Mea culpa viola, le "bugie" su Chiesa in bianconero hanno avuto le gambe corte
L'ultima partita vissuta da Federico Chiesa con la maglia della Fiorentina ha avuto il sapore di una beffa particolarmente amara dal punto di vista viola, la fascia di capitano al braccio contro la Samp con un addio ormai alle porte ha rappresentato al contempo una ferita inflitta a una piazza, quella viola, sempre propensa a vivere in modo viscerale e "personale" gli addii e le scelte impopolari dei giocatori, pronti a cambiare volto e a passare da idoli a nemici.
Si è instaurata a quel punto una dinamica piuttosto comune, quella del distacco anestetizzato con diversi stratagemmi più o meno validi: il tifoso viola reagisce così, non ama dar peso a chi "ha tradito" e ridimensiona tutto con la forza dell'ironia, relativizzando un problema anziché affrontarlo e piangersi addosso. Fatto sta che in tanti, sull'onda di quanto accaduto in passato, hanno accostato l'approdo di Chiesa alla Juventus a numerosi addii (vissuti come tradimento) che non si sono tradotti poi in storie di successo e che, anzi, hanno condotto a una flessione di rendimento e di impiego in campo dell'ex viola di turno. Lo schema è chiaro: sei fulcro di un progetto, potenzialmente ne sei il leader tecnico e il simbolo, ma se sposti l'asticella più in alto e ti muovi in una piazza più ambiziosa (la più ambiziosa) diventi di fatto uno dei tanti, di certo non insostituibile o centrale.
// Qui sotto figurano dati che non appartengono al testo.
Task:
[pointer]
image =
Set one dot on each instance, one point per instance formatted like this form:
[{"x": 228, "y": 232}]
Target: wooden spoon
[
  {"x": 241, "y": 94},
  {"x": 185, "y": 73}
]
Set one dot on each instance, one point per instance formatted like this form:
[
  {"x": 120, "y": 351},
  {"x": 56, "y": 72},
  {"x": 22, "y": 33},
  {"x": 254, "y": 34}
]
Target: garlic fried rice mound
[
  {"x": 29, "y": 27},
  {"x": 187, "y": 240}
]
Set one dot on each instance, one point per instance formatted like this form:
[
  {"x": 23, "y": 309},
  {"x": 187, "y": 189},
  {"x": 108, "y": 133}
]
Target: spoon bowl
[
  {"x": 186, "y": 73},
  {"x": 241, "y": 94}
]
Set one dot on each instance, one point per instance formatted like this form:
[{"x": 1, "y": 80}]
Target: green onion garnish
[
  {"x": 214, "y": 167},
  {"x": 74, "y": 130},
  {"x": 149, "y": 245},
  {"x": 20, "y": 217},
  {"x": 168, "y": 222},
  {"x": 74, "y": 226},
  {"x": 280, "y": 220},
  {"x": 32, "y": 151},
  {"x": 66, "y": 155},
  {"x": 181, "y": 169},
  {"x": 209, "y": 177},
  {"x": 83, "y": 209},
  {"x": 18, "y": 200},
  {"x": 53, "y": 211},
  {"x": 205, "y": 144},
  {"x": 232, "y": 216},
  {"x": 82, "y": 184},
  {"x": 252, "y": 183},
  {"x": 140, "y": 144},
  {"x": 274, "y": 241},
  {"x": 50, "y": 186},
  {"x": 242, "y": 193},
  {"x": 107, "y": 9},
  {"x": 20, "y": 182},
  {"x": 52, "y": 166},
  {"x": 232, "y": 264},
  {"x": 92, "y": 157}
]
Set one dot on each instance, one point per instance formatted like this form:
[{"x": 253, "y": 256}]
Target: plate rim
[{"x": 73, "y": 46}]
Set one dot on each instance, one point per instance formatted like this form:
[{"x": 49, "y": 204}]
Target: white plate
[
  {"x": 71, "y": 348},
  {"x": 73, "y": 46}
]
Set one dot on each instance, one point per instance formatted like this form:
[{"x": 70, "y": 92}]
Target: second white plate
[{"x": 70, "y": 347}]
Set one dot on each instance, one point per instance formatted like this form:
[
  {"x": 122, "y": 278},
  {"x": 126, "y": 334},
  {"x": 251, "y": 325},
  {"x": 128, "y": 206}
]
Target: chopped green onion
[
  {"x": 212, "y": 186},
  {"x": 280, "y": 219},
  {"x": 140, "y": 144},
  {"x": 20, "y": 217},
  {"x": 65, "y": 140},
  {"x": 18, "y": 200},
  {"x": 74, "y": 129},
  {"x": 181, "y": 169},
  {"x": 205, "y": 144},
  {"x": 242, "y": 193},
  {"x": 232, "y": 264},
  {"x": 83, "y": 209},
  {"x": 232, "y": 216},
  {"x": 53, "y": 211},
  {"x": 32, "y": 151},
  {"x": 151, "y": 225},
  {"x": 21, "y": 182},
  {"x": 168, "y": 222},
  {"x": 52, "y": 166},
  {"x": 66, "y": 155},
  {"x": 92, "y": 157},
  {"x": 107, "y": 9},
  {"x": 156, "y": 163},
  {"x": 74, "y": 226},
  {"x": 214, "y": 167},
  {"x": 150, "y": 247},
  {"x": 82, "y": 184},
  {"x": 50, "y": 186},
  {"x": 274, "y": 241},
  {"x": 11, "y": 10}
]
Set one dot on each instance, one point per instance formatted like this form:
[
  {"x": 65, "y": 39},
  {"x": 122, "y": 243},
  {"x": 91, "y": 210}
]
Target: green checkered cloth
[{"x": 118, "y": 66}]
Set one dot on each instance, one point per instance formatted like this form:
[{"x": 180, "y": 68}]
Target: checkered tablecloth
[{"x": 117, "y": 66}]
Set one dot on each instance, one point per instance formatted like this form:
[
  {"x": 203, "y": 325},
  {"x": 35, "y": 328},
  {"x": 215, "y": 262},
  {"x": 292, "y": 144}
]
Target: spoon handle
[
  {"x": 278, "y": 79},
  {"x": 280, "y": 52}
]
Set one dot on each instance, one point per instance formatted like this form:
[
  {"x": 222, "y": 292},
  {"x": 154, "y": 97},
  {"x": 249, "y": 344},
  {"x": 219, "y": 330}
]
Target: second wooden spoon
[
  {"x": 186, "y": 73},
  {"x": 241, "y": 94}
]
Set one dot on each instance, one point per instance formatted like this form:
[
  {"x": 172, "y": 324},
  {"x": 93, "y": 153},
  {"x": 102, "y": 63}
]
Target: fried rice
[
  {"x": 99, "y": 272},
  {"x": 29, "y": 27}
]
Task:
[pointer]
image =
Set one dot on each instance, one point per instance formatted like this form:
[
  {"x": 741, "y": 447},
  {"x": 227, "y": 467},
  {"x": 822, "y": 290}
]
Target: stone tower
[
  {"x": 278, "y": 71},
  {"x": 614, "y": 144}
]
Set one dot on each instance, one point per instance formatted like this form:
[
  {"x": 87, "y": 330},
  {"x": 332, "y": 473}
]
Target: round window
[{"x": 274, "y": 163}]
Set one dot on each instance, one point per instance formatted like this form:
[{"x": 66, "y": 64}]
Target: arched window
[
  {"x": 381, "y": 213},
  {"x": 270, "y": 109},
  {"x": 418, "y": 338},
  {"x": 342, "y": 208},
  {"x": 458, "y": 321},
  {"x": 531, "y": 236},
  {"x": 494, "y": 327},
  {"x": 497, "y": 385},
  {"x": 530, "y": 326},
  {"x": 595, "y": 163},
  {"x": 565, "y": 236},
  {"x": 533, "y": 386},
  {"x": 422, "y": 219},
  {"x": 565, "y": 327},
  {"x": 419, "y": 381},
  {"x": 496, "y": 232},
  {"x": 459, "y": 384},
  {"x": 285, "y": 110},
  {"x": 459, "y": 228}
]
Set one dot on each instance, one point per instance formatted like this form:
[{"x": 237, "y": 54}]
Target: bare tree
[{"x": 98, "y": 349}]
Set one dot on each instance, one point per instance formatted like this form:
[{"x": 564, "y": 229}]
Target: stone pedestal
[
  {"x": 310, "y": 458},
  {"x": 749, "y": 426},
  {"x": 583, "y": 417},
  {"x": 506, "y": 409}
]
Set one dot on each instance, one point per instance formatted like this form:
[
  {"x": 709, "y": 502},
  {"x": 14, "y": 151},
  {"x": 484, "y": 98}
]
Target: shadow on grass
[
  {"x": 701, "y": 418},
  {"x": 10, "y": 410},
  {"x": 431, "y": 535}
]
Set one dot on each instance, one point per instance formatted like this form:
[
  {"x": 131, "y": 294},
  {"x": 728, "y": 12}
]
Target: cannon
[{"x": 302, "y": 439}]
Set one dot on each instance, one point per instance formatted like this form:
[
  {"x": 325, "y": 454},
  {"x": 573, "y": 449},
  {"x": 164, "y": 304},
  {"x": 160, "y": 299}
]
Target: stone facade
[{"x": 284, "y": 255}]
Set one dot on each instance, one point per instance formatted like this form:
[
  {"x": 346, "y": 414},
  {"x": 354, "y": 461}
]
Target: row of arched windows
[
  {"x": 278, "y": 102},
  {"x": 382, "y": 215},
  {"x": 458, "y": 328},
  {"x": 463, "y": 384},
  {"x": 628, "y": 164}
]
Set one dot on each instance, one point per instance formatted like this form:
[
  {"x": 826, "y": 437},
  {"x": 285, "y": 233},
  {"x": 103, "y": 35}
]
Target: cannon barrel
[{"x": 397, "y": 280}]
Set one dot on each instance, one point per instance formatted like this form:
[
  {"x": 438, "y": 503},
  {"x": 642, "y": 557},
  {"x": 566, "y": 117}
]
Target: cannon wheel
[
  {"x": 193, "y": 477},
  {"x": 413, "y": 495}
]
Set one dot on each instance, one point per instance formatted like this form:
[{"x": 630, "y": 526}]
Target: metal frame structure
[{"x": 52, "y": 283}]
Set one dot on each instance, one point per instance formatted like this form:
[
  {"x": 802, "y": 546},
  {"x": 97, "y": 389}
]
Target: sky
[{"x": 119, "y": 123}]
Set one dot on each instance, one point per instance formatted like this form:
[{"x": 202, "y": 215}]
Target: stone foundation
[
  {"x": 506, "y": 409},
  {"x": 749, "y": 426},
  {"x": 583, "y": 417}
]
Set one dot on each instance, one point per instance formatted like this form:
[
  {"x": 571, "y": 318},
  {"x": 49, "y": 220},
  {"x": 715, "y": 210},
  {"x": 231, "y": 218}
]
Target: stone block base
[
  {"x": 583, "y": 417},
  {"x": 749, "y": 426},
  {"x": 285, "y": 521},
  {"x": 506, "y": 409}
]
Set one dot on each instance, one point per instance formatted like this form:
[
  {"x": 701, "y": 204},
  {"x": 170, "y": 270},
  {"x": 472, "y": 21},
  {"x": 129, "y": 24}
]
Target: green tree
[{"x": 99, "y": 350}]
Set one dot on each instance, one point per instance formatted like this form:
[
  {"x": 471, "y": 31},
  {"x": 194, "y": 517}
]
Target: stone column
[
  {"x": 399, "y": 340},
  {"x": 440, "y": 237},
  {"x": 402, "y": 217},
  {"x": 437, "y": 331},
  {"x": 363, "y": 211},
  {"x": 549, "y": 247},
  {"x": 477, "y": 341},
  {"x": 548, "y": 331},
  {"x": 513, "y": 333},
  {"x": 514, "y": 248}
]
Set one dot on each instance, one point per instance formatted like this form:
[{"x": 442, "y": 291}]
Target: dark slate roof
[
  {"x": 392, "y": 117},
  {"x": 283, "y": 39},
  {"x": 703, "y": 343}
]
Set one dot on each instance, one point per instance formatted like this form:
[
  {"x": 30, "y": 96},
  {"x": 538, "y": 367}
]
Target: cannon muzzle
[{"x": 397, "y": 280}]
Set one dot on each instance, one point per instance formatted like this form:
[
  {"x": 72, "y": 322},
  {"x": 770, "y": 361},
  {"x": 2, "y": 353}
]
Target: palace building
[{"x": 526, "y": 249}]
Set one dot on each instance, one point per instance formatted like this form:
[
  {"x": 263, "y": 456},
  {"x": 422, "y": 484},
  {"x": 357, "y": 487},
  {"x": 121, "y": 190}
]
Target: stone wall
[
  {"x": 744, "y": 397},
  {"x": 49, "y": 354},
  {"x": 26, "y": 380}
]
L'esempio di Bernardeschi spesso è emblematico in tal senso ma non ne mancherebbero altri, rimane però la sensazione (a posteriori) che quel distacco e quell'ironia siano stati più un'illusione che non la reale convinzione di "non essersi persi niente di che", nel caso di Chiesa. La verità è che, nelle prime uscite in bianconero, ogni passo falso del figlio d'arte è stato vissuto come una perversa forma di successo dall'amante viola tradita: "Visto, anche stavolta è andata così, è voluto andar via e ora non è più quello di prima". Una bugia che ha avuto il suo apice nella sconfitta bianconera contro la Fiorentina del 22 dicembre, uno 0-3 condito dagli ex compagni di squadra in viola che consolavano con pacche sulle spalle il Chiesa sconfitto.
Quello che sembrava un marchio sull'ennesimo vorrei ma non posso, sull'ennesimo passo più lungo della gamba, ha finito per somigliare all'ultima eco dell'illusione: dopo quella serata, infatti, Chiesa ha spinto sull'acceleratore e ha trovato il gol con continuità oltre all'approvazione di Pirlo. Al posto del timbro sul fallimento è arrivato un marchio dalle tinte bianconere: il passo stavolta non è stato più lungo della gamba, a Firenze resta soltanto un'amarezza (silenziosa) e la consapevolezza di non aver avuto ragione.